Content-Addressable Storage
Automatic deduplication, integrity verification, and garbage collection with content-addressable storage.
The CAS (Content-Addressable Storage) engine stores objects under their content hash. Identical content is stored once regardless of how many keys reference it, providing automatic deduplication and integrity verification.
Quick Start
import (
"github.com/xraph/trove"
"github.com/xraph/trove/cas"
"github.com/xraph/trove/drivers/memdriver"
)
drv := memdriver.New()
t, _ := trove.Open(drv,
trove.WithCAS(cas.AlgSHA256),
)
defer t.Close(ctx)
// Store content — returns the content hash.
hash, info, err := t.CAS().Store(ctx, strings.NewReader("hello, world!"))
// hash = "sha256:315f5bdb76d078c43b8ac0064e4a0164612b1fce77c869345bfc94c75894edd3"
// Retrieve by hash.
reader, err := t.CAS().Retrieve(ctx, hash)

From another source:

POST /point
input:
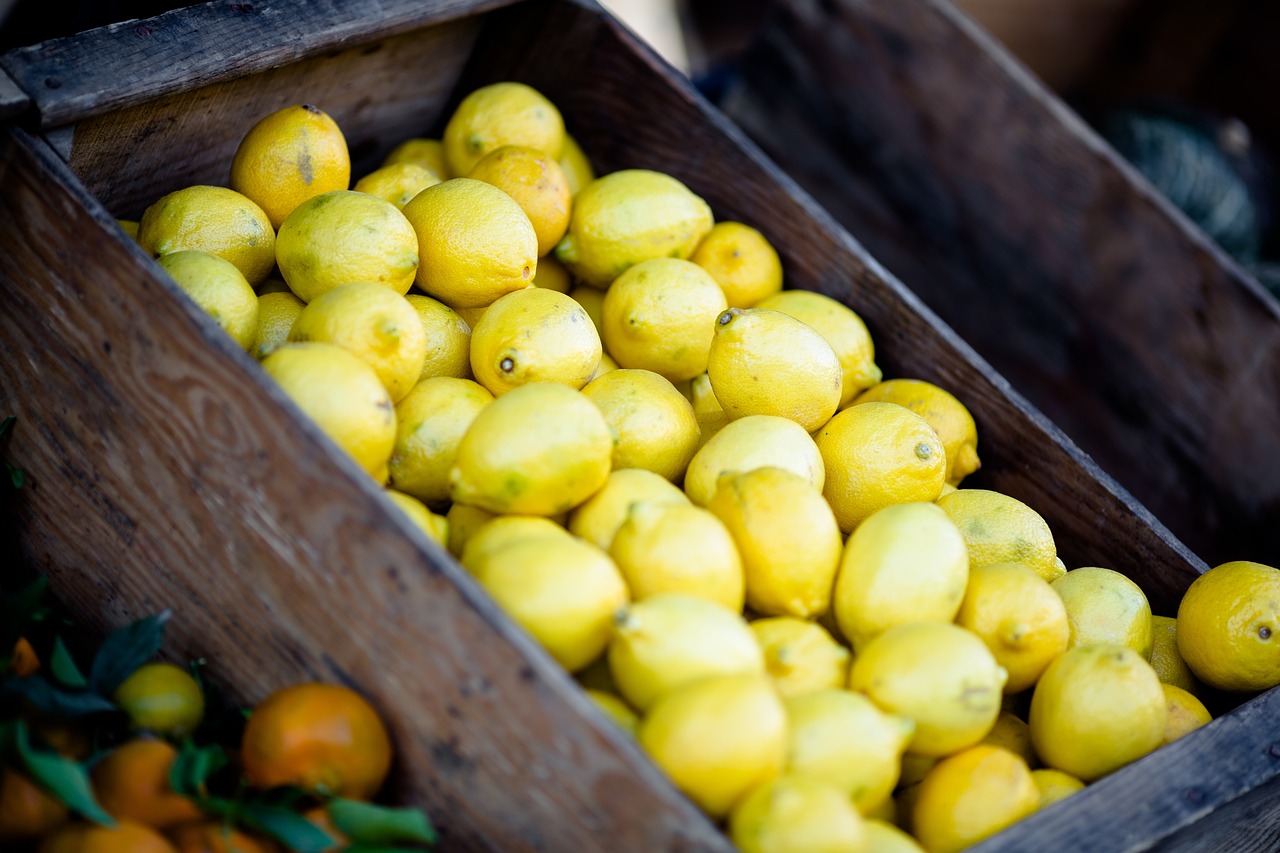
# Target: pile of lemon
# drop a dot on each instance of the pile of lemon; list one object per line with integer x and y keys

data, _ := io.ReadAll(reader)
reader.Close()Hash Algorithms
Three algorithms are available:
| Algorithm | Constant | Properties |
|---|---|---|
| SHA-256 | cas.AlgSHA256 | Default. Cryptographic, widely compatible. |
| BLAKE3 | cas.AlgBlake3 | Faster than SHA-256, modern cryptographic hash. |
| XXHash | cas.AlgXXHash | Non-cryptographic, fastest. Use when integrity is sufficient. |
Hashes are formatted as "algorithm:hex", e.g., sha256:315f5bdb....
Deduplication
When identical content is stored twice, the second Store() increments the reference count instead of writing a duplicate:
hash1, _, _ := cas.Store(ctx, bytes.NewReader(data))
hash2, _, _ := cas.Store(ctx, bytes.NewReader(data))
// hash1 == hash2, only one copy stored
// Reference count = 2Pinning
Pin objects to protect them from garbage collection:
// Pin prevents GC from removing this hash.
cas.Pin(ctx, hash)
// Unpin allows GC to collect it (if ref count is 0).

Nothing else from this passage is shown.